FIRE FIGHTING AT SEA

FIRE FIGHTING AT SEA

Private corporation broaches new concept for contract fire protection service

Artist's conception of sea-going fireboat engaging blaze on tanker. Tremendous investment in shipping facilities makes the new idea attractive to maritime interests

DOCKSIDE infernos are hard enough to put out, but ship fires in the harbor are even tougher. Still worse are the fires at sea where no assistance at all is available. These fires are feared either because there is no one to do the job, or if there is, they are not properly equipped. Municipal fireboats, if available, are mainly equipped to pump water and may be equipped with foam, but they are generally lacking the full effectiveness necessary for the job. Even if they were so equipped, there are no sea-going fire brigades as such. New York Harbor fireboats, for example, come under the aegis of the New York City Fire Department, essentially for protection of the immediate area.

Realizing this basic need in marine fire fighting, the newly formed International Fire Fighting and Salvage Corporation, 17 Battery Place, New York City, has developed impressive plans for providing fire fighting and salvage service, with the most advanced equipment and techniques known, for ships at sea and in harbors, and for other installations such as oil refineries, shipyards and rail yards.

IFF&S president, K. W. Bratcher, told FIHE ENGINEERING that his corporation will furnish “all fireboats and special fire fighting equipment, which will be manned on a 24-hour basis.” The boats are converted U. S. Navy submarine chasers, which are fast moving and have a shallow draft that will enable them to reach all fires on water. They will have a small fire truck on deck especially equipped to go on land and fight fires of all types —with water, fog, foam, carbon dioxide and dry chemical. The boats will also have a pump capacity of 18,000 gpm, either to fight flames or get water out of a sinking ship. Telescoping booms on deck, similar to elevating platform apparatus, with a reach of 115 feet, will be able to extend in any direction to get at fires that firemen cannot reach because of the heat.

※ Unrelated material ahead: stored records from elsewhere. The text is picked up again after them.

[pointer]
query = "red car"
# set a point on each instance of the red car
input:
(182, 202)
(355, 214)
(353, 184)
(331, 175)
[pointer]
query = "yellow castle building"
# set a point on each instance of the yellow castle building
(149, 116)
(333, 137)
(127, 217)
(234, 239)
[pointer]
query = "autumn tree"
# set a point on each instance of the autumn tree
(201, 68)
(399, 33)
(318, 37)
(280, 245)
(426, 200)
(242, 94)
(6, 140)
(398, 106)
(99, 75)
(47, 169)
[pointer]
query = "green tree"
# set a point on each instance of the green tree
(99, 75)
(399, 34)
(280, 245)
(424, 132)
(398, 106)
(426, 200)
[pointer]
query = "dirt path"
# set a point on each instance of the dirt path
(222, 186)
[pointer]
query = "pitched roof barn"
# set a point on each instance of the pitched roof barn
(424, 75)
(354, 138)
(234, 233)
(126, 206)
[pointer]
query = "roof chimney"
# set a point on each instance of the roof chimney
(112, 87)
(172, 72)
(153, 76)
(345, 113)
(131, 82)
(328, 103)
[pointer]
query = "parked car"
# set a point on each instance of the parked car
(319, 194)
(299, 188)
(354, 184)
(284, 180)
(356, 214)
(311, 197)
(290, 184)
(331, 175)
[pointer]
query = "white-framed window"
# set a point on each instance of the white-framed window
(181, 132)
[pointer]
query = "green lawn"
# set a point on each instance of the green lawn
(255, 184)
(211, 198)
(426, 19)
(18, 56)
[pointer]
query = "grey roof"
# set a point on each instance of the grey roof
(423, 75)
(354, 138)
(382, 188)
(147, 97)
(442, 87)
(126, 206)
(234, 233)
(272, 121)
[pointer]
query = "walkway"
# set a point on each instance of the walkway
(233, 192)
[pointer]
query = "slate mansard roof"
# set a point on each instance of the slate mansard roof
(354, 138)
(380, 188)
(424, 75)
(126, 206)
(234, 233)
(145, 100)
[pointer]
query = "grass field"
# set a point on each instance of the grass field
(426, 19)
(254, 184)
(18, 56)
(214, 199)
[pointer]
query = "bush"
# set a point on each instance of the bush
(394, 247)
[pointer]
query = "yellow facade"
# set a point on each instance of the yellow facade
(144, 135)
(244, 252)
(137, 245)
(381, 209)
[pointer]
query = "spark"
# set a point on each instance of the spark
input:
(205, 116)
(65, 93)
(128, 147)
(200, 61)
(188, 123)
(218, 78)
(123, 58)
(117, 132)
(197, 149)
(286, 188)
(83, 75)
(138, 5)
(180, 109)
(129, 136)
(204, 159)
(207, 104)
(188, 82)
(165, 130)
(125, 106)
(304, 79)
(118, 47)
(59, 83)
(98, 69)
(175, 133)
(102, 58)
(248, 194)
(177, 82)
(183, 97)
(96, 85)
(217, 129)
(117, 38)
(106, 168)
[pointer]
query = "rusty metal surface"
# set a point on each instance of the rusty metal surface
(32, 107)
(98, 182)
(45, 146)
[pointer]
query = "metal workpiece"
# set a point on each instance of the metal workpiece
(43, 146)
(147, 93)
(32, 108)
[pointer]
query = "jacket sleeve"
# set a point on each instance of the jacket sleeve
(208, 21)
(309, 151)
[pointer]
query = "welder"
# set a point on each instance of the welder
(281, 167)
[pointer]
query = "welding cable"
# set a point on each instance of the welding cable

The ocean-going fireboats will be equipped with a helicopter, for transporting men and equipment to a ship in distress and to “bomb” out the fire with special chemicals where such action is necessary. There will also be two large aircraft jet engines to bo used as wind machines for blowing heat and smoke away from the fireboat, as well as foam and other chemicals into the fire. The motors can also be used to obtain an extra burst of speed on the way to the disaster. Each ocean fireboat will also carry two especially designed track-type tank fire fighters that can be put ashore at any shoreside fire. Equipped with a 3 ½-inch monitor and a 75-foot elevating platform, these units will have the capability of battling any kind of oil refinery or chemical plant fire. Because they will be remotely controlled, it will be possible to drive the tank fire fighters right up to the fire—much closer than any human could approach without being incinerated.

Continued on page 1085

Fast fireboats for high seas will employ converted naval vessels. Elevating platform, jet engines for both propulsion and fire extinguishment, and helicopter, are latest ideas to back up conventional fire fighting methods

FIRE FIGHTING

Continued from page 1048

Each fireboat will also carry two specially designed and equipped semi-trailer units to support the fire fighting tanks by carrying the fire hose, special equipment and chemical extinguishing agents. All deep-sea fireboats will be equipped with Sonar, radar and other electronic devices.

In addition to fighting fires, IFF&S will engage in salvage work, with salvage ships equipped to do deep salvage work. A unique feature of these ships will be Sea Explorers capable of crawling along the ocean floor on tank treads. Skindivers and hard-hat divers will also be supplied.

IFF&S fire fighting and safety-protection services will be offered on a subscription basis with fireboats located in various harbors throughout the United States. A special staff of 12 men—one marine fire expert, one salvage expert, eight firemen, one photographer and one medical officer —will be on a 24-hour-duty basis, ready to be transported to any emergency by high-speed plane, helicopter or boat.

The corporation plans to conduct a complete training school in marine fire fighting, damage control aboard ship, rescue at sea, first aid, radar operation, skindiving, underwater photography and fire fighting in oil refineries and chemical plants. The school will he available to IFF&S subscribers, the entire marine field, municipal fire departments and the U. S. Government.